Für mich ist die sprachliche und bildliche Umsetzung hier wenig schlüssig. Das von Klara erwähnte ständige Wiederholen ist ja im Text nicht angelegt. Es ist ein Durchgang, der zu einem schnellen Ende führt.
briefe & leid
zeitgebräunt sonnendünn

Die "zeitgebräunten briefe" gefallen mir, allerdings kann ich das sonnendünn weder auf die Briefe noch auf das Leid beziehen, zeilenübergreifend in Bezug auf das Papier, entsteht bei mir auch kein Bild.
papier & haut
transparent ungezähmt

Auch hier finde ich eine Zuordnung schwierig, wenn die Briefe zeitgebräunt sind, ist das verwendete Papier nicht transparent. Höchstens das, was darauf geschrieben steht.
Der "bittre Vogel Sehnsucht" finde ich als Metapher, die sich selbst erklärt wenig gelungen. ein bittrer Vogel?
"reisetauglich & festgeklebt" wer, der Vogel Sehnsucht? Weshalb sollte die Sehnsucht reisen? Ist es nicht eher das Ich, das sich auf die Reise machen will, aber nicht kann?
Und schließlich noch die ausgebissenen Zähne. Auch hier entsteht für mich nach dem Aufbau des Gedichtes der Bezug zum Vogel, was eine gewisse Komik aufkommen lässt, die vermutlich nicht intendiert war.

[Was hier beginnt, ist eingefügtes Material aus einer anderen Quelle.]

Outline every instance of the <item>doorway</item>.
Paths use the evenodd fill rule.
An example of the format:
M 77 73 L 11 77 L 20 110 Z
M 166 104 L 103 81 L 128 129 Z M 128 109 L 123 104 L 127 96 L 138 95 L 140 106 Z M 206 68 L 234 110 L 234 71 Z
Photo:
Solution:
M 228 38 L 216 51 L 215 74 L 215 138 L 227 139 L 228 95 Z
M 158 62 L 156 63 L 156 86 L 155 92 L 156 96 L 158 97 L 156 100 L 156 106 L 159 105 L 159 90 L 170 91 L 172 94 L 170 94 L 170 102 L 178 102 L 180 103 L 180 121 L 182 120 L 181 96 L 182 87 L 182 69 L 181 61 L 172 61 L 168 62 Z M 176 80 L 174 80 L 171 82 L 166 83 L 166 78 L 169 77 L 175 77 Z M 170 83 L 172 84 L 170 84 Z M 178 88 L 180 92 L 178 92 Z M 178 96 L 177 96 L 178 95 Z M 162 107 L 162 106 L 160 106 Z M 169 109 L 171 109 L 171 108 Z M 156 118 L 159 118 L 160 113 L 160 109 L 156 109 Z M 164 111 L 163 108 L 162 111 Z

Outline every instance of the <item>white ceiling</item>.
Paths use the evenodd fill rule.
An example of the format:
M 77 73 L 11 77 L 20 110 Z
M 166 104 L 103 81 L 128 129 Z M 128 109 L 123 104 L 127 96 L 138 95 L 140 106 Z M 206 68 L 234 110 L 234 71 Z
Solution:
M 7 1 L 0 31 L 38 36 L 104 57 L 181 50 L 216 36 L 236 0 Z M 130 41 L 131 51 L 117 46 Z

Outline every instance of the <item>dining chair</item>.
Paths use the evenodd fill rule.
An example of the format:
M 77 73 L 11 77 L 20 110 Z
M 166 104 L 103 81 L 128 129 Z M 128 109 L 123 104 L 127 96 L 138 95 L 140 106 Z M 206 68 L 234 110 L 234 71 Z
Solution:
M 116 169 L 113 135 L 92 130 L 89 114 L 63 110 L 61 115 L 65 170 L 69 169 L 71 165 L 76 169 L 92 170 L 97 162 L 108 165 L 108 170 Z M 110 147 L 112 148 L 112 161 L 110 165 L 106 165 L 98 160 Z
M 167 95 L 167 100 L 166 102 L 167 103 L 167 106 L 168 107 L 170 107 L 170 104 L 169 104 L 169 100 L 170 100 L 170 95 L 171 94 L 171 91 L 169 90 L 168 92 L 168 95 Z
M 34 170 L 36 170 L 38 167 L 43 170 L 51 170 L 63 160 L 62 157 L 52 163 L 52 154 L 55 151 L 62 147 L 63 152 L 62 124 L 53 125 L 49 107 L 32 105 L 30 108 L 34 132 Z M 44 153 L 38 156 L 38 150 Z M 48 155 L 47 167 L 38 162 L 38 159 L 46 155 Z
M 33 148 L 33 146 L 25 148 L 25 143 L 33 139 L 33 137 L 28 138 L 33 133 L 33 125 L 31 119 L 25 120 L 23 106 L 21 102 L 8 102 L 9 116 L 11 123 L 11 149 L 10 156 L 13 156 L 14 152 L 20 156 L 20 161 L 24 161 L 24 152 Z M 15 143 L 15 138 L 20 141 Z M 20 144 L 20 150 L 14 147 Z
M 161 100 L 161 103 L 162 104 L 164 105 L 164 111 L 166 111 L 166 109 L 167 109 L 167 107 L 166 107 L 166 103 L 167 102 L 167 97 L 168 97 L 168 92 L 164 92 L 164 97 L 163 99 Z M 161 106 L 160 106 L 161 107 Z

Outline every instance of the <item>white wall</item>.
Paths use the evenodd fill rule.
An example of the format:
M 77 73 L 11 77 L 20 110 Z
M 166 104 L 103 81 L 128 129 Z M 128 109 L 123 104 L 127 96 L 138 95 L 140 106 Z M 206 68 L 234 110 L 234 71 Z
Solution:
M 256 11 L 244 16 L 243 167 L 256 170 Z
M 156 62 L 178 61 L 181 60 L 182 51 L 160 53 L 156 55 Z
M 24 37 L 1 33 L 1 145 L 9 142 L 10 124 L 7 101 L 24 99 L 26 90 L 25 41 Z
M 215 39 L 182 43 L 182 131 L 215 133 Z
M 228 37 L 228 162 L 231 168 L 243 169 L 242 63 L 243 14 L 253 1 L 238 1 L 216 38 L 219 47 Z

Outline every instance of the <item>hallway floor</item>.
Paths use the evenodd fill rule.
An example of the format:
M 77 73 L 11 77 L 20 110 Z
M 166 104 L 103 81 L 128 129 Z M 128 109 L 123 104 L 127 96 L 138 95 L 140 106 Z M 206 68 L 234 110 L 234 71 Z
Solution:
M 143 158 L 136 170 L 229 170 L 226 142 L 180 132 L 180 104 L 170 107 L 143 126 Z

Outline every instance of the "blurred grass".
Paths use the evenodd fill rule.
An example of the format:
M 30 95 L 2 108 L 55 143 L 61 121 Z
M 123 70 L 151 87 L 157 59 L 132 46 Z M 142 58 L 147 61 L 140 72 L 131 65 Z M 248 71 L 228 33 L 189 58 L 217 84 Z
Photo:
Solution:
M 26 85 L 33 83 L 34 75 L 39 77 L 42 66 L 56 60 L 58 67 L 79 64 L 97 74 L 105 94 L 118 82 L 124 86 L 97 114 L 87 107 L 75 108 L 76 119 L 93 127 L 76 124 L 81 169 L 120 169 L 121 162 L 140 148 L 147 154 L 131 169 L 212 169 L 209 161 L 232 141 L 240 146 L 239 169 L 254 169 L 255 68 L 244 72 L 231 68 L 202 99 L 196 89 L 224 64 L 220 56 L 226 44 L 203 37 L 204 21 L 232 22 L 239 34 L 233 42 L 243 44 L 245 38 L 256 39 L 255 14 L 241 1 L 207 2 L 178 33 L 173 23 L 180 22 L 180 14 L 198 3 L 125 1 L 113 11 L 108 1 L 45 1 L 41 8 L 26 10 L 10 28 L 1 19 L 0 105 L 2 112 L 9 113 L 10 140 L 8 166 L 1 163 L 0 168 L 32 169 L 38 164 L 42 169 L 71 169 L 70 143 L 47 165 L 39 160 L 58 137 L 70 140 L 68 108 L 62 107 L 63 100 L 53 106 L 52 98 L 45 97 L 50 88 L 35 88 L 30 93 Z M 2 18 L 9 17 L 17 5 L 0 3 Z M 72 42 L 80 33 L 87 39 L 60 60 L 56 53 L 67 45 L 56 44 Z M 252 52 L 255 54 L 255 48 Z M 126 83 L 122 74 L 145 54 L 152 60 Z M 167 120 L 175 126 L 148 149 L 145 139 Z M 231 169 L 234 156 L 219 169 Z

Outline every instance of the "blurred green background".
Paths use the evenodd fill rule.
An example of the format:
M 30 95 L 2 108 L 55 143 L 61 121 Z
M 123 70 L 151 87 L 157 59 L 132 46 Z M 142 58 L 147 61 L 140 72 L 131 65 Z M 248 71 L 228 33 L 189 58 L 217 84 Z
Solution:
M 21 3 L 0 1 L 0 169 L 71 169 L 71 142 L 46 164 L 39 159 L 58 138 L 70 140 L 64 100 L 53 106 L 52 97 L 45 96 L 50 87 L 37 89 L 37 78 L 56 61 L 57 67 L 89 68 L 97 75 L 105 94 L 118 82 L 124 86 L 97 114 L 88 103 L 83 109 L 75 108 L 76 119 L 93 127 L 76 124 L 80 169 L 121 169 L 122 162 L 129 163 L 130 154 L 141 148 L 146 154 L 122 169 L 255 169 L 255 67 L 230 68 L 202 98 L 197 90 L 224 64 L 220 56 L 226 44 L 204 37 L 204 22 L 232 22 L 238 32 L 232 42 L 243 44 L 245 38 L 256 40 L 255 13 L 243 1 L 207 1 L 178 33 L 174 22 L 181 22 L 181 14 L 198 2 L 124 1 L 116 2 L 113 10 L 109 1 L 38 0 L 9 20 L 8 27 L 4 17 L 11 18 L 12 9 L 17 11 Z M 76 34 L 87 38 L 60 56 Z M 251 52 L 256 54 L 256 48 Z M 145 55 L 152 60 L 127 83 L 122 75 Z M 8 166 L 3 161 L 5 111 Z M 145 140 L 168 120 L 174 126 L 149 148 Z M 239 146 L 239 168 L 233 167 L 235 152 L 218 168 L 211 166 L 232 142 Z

Da das Gedicht einen Bezug zur Musik aufwirft, erwarte ich auch eine dem inhaltlichen Thema des Gedichtes entsprechende "Sprachmelodie"
diese kann ich jedoch nicht hören.

smile

Maija

Beitragvon Maija » 08.02.2008, 18:02

Die Überschrift lautet ja : Liebesbriefe (also Mehrzahl)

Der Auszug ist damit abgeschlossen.